WELLINGTON, New Zealand (AP) — Small amounts of oil from a container ship stuck on a reef for days began washing up at a popular New Zealand beach on Monday, while work to extract oil from the vessel was called off because of weather concerns.

The Liberia-flagged Rena struck the Astrolabe Reef about 14 miles (22 kilometers) from Tauranga Harbour early Wednesday, and has been foundering there since. The 775-foot (236-meter) ship has been leaking fuel, leading to fears it could cause an environmental disaster if it falls apart.

After beginning an operation Sunday to extract up to 1,700 metric tons of oil from the stricken ship, marine crews halted the pumping Monday after managing to remove just 10 metric tons.
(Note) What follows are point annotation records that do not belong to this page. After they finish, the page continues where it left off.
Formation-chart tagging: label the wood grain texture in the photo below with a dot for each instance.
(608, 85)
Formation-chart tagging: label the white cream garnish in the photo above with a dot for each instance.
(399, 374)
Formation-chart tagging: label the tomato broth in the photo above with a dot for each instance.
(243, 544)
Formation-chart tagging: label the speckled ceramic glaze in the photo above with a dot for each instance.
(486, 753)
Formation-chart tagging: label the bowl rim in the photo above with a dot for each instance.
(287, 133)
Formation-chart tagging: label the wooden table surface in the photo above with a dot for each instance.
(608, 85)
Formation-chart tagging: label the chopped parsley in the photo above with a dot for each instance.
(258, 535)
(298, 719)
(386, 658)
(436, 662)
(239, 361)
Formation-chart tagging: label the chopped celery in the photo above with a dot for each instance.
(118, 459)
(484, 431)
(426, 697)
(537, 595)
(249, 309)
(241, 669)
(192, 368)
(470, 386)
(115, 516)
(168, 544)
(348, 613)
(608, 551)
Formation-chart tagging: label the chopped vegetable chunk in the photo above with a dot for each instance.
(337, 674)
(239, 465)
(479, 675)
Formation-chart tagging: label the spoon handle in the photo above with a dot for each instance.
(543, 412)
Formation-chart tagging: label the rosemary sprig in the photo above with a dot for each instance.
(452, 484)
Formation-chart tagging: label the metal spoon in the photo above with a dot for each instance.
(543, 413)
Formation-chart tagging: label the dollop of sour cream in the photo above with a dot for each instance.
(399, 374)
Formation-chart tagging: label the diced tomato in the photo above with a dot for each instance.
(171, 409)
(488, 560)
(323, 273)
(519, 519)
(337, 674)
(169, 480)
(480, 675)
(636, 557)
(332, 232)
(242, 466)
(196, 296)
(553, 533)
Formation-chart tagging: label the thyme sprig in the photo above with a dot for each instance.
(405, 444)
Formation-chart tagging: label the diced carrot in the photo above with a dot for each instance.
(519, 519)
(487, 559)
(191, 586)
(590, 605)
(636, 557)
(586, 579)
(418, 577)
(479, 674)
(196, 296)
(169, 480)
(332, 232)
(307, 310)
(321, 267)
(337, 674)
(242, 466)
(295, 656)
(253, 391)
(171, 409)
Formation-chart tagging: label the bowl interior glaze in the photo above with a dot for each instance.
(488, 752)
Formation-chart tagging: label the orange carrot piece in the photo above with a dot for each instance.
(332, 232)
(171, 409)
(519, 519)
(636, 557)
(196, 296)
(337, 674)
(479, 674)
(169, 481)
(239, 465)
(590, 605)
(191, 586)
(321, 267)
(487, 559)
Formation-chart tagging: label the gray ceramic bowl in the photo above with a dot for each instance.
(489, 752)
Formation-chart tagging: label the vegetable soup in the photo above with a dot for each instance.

The Liberian-flagged container ship MV Rena is stuck hard aground on a reef 12 nautical miles off the coast of Tauranga, New Zealand. Pic: AP.

Fist-sized clumps of oil were found at Mount Maunganui beach, a favorite spot for surfers, according to Maritime New Zealand, the agency responsible for shipping in the region.

The agency believes the ship has about 1,700 metric tons of oil and 200 tons of diesel on board. So far, an estimated 30 tons have leaked into the Bay of Plenty, a spot noted for its fishing, diving and aquatic wildlife.

Heavy swells and gale-force winds were forecast to hit the area on Monday and last for a few days.

The agency said that a barge, the Awanuia, had begun pumping fuel from the stricken ship, but that work was called off in order to keep crews safe. The operation is expected to last at least two more days once it resumes.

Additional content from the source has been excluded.